My Theological Reunion in Sendai, Japan

17 03 2011

Until recently, hardly anyone outside of Japan had heard of Sendai—now its on everyone’s radar.  Every major media network in the world is camping out in Sendai. 

As we have all watched the devastation of the 8.9 earthquake (9.0 by some recent reports) and subsequent tsunami in Japan, our hearts are deeply grieved.  My heart is especially broken for Sendai, the largest city near the epicenter of the earthquake.  The coastal towns in and around Sendai were the hardest hit by the tsunami, and the estimates today are that more than 10,000 may have died. 

Over two million people have been without water and/or electricity since the earthquake and tsunami hit.  Over 170,000 have been evacuated near the Fukushima Nuclear Plant.  Thousands have been evacuated and recently reported, “a third reactor at a nuclear power plant lost its cooling capacity, raising fears of a meltdown, while the stock market plunged over the likelihood of huge losses by Japanese industries including big names such as Toyota and Honda.” According to Prime Minister Naoto Kan, this is the “worst disaster to hit Japan since World War II.”  He might be right.

Sendai, Japan has a special place in my heart.  It was in the mid 80’s that I was asked by the leadership of Campus Crusade for Christ to speak at an evangelistic crusade in this city.  It was the culmination of a summer outreach to college students.  The summer project and the evangelistic crusade were organized by a group of pastors who had a heart for college students. 

I didn’t realize it at the time, but this was to be a kind of theological reunion for me.

I grew up in a Lutheran home.  Since my dad was a pastor, my childhood was filled up with all things Lutheran:  baptized as an infant (wearing a dress! Not kidding, but give me a break, I was only six weeks old), catechized at 16, a crucifer as a teen (which means I carried the cross, cross-handed into the service-Braveheart style) and drank real wine in communion. 

It was in the Lutheran church that I grew up under the watchful gaze of Martin Luther and Philip Melanchthon. My dad knew his church history and theology well and we often had “table talk” discussions over the 95 Theses, Reformation in Europe, and the great debate at Worms. We also had our own freewheeling debates over infant baptism, the meaning of the Lord’s Supper and just how one gets saved.

I received my introduction to grace, love and baptism through my Lutheran parents and the church they loved. It was in the womb of Lutheranism that my heart was pre-warmed and prepared for the new birth. 

It was during the fall of my freshman year at the University of Georgia, after an ugly athletic injury, that a staff person with Campus Crusade shared with me a clear presentation of the Gospel.  Through that simple explanation of the cross and resurrection, I finally put together all the missing parts.  The theological dots were connected and Jesus fully and completely gave me the grace to say yes to Him.

Six years later I found myself as a missionary in Japan.
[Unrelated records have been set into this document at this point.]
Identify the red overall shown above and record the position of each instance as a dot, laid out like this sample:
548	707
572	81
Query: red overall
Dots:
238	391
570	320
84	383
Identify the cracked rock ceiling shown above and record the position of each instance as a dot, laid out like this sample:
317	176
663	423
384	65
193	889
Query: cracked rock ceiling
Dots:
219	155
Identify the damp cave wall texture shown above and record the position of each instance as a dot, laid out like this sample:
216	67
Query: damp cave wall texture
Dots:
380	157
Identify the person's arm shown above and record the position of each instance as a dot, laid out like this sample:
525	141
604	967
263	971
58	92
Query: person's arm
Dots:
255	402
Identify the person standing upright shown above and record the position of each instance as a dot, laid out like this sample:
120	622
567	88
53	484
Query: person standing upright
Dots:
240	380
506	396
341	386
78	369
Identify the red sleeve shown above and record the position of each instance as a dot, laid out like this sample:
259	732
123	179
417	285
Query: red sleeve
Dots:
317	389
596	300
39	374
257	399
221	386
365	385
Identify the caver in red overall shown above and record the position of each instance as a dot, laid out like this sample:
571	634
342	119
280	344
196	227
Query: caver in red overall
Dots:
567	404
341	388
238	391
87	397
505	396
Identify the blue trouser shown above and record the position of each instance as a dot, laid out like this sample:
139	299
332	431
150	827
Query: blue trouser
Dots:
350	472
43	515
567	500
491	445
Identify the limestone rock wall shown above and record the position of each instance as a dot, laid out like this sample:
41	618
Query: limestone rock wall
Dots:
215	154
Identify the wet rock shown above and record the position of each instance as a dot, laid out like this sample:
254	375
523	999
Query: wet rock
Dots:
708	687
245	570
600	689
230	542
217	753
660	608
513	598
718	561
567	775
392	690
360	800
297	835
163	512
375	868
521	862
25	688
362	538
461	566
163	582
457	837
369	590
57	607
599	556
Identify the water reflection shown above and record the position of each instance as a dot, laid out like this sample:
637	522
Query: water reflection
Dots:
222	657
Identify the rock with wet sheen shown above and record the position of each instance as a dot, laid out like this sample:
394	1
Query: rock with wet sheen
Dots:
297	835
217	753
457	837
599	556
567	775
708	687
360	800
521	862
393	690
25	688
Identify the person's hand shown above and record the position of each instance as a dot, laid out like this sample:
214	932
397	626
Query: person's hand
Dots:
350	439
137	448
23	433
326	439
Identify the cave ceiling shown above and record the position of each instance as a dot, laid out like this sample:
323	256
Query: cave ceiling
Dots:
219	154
It was while studying Japanese that I was asked to take a train up to the northeastern coast of Japan, to the city of Sendai.  I had never heard of the place and had to pull out a map of Japan to see where I was going.

It was in Sendai that I was met at the train station by a group of energetic pastors.  They were excited about the crusade and fired up to meet me.  Over sushi and seaweed that night, I was delighted to hang out with a group of grace-filled, evangelistically bold, theologically grounded men who shared of the miracles God was performing in Sendai.  And then I learned that they were all Lutheran pastors! 

What a shock to my little conservative evangelical system.  They were theologically conservative, drank wine and loved evangelism. I had not met such Lutherans before.  And they were pastors!

The Lutherans I had known in the U.S. were more of the neo-orthodox type.  The wine was fine, but it seemed that our paths seemed to head off in different doctrinal directions after that.  My father and mother, who loved Jesus, had theological leanings that were often the bane of our discussions. 
But here I was in Sendai, Japan, enjoying a deeper than average theological unity with a group of Spirit-filled Lutheran pastors.  We were all excited to see what God would do to touch the lives of these college students.  And God showed up mightily. 

The Lutheran pastors in Sendai gave me far more than I gave them.  It was on the train back to Tokyo that I realized the significance of my time in Sendai.  It was a theological reunion. It was the marriage of my Lutheran roots with my evangelistic zeal.  I do recall that I thought about my dad and his passion for Jesus; I also thought about Martin Luther and his boldness against man-made religion.  On that train ride home, I thanked God for sending me to Sendai. 

So, join me in praying for the believers and the many pre-believers of Sendai.  It might be that the little Lutheran church building that I visited twenty-five years ago has been destroyed—possibly swept off into the ocean.  But I’m convinced that the faith, perseverance and passion of the Lutheran believers in Sendai is rock solid.  May they be a “bulwark never failing” in the dark days ahead.  Pray for Sendai, Japan.